Published June 18, 2018

11 minute read

It seems like all the best R packages proudly use GitHub and have a README adorned with badges across the top. The recent Microsoft acquisition of GitHub got me wondering: What proportion of current R packages use GitHub? Or at least refer to it in the URL of the package description. Also, what is the relationship between the number of CRAN downloads and the number of stars on a repository? My curiosity got the best of me so I hastily wrote a script to pull the data. Click here to go straight to the full script and data included at the bottom of this post. I acknowledge there are more elegant ways to have coded this, but let’s press on.
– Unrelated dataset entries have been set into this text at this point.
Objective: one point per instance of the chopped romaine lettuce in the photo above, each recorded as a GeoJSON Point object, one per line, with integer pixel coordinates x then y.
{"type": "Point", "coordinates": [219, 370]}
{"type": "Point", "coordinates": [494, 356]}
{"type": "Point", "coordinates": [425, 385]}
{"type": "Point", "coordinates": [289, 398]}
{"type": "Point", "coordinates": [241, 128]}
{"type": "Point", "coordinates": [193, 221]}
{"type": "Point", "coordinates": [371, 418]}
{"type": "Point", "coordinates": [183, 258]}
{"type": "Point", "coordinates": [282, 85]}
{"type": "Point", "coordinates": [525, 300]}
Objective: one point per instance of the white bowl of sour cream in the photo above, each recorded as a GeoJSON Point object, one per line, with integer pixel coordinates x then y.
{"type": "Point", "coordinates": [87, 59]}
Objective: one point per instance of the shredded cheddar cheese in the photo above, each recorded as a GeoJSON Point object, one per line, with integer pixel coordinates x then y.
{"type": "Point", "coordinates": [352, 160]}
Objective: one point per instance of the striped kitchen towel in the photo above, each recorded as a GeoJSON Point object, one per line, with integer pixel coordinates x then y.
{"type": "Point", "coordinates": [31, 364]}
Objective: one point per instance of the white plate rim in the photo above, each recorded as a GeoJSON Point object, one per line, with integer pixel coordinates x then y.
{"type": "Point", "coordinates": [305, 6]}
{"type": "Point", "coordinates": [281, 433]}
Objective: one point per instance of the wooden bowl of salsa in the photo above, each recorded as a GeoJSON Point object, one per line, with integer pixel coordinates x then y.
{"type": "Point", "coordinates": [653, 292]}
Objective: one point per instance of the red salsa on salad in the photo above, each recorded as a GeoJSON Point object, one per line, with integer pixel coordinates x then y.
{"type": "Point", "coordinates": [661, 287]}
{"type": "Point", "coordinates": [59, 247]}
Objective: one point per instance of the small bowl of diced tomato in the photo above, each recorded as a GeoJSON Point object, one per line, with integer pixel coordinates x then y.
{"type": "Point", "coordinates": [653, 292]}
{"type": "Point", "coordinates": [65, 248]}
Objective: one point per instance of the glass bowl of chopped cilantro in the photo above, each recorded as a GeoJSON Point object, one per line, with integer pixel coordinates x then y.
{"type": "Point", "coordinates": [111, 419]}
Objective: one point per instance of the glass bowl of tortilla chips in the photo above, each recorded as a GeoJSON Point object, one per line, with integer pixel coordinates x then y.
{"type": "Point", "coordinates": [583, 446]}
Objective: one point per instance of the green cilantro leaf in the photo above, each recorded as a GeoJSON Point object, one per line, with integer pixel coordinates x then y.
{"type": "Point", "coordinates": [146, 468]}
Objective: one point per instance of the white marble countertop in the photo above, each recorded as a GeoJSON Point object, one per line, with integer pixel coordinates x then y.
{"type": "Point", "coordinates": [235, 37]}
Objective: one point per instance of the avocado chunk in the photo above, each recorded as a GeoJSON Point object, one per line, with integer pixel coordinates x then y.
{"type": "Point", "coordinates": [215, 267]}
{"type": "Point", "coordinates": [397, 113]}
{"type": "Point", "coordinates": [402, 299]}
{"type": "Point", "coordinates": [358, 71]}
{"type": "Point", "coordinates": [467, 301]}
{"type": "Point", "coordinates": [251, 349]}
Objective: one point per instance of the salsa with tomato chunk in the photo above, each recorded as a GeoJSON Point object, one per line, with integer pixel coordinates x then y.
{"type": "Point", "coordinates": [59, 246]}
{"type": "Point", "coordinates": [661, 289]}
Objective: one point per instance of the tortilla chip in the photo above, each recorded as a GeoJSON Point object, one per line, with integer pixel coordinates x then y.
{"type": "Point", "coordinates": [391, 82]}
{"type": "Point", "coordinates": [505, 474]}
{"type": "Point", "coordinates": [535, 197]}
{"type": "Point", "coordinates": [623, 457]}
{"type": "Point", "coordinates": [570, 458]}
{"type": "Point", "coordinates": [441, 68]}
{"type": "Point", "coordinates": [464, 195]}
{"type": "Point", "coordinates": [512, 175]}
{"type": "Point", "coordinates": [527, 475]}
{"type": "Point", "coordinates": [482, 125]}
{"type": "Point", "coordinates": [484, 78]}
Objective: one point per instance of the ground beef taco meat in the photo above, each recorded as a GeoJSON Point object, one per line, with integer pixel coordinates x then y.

Pulling List of Packages & their Details

CORRECTION: I orginally posted this article with code that scraped CRAN to get the list of packages and their metadata. This could violate CRAN Terms and Conditions and generally isn’t responsible. Thanks to Maëlle Salmon (@ma_salmon) I was reminded of how to scrape responsibly and that there is a function, tools::CRAN_package_db(), that returns all the metadata for the current packages on CRAN. I have written another blog post entitled Scraping Responsibly with R that details how to use the robotstxt package from rOpenSci to check a domain’s directive on bots. Without scraping CRAN here is how you get the package metadata:

pkgs <- tools::CRAN_package_db()
# remove duplicate MD5sum column since tibbles can't handle duplicate column names
pkgs <- pkgs[,unique(names(pkgs))]
pkgs %>%
  select(Package, Version, Author, BugReports, URL) %>%
  as.tibble()
#> Warning: `as.tibble()` is deprecated as of tibble 2.0.0.
#> Please use `as_tibble()` instead.
#> The signature and semantics have changed, see `?as_tibble`.
#> This warning is displayed once every 8 hours.
#> Call `lifecycle::last_warnings()` to see where this warning was generated.
#> # A tibble: 16,070 x 5
#>    Package  Version Author                  BugReports          URL             
#>    <chr>    <chr>   <chr>                   <chr>               <chr>           
#>  1 A3       1.0.0   "Scott Fortmann-Roe"    <NA>                <NA>            
#>  2 aaSEA    1.1.0   "Raja Sekhara Reddy D.… <NA>                <NA>            
#>  3 AATtools 0.0.1   "Sercan Kahveci [aut, … https://github.com… <NA>            
#>  4 ABACUS   1.0.0   "Mintu Nath [aut, cre]" <NA>                https://shiny.a…
#>  5 abbyyR   0.5.5   "Gaurav Sood [aut, cre… http://github.com/… http://github.c…
#>  6 abc      2.1     "Csillery Katalin [aut… <NA>                <NA>            
#>  7 abc.data 1.0     "Csillery Katalin [aut… <NA>                <NA>            
#>  8 ABC.RAP  0.9.0   "Abdulmonem Alsaleh [c… <NA>                <NA>            
#>  9 abcADM   1.0     "Zongjun Liu [aut],\n … <NA>                <NA>            
#> 10 ABCanal… 1.2.1   "Michael Thrun, Jorn L… <NA>                https://www.uni…
#> # … with 16,060 more rows

From there I looked at the package description fields "URL" and "BugReports" to see if either contained “github.com”. It turns out that 3,718 of the packages (29.3% of the total) referenced GitHub. After retrieving the package metadata I pinged the GitHub API to see if I could get the number of stars for the repository. Currently, GitHub allows 5,000 authenticated requests per hour (link), but out of all the packages only 3,718 referenced GitHub, so I could make all the requests at once. Here is the function I used to take a cleaned up version of the package’s URL then form a request to the GitHub API to get star counts:

# get the star count from a clean version of the package's URL
gh_star_count <- function(url){
  stars  <- tryCatch({
    this_url <- gsub("https://github.com/", "https://api.github.com/repos/", url)
    req <- GET(this_url, gtoken)
    stop_for_status(req)
    cont <- content(req)
    cont$stargazers_count  
  }, error = function(e){
    return(NA_integer_)
  })
  return(stars)
}

Analyzing the Data

Once I had all the package detail data, I found that R packages, on average, have 35.7 GitHub stars, but the median number of stars is only 6! ggplot2 has the most stars with 3,174. In my analysis I removed the xgboost, h2o, and feather packages which point to the repository of their implementations in many languages, not just R.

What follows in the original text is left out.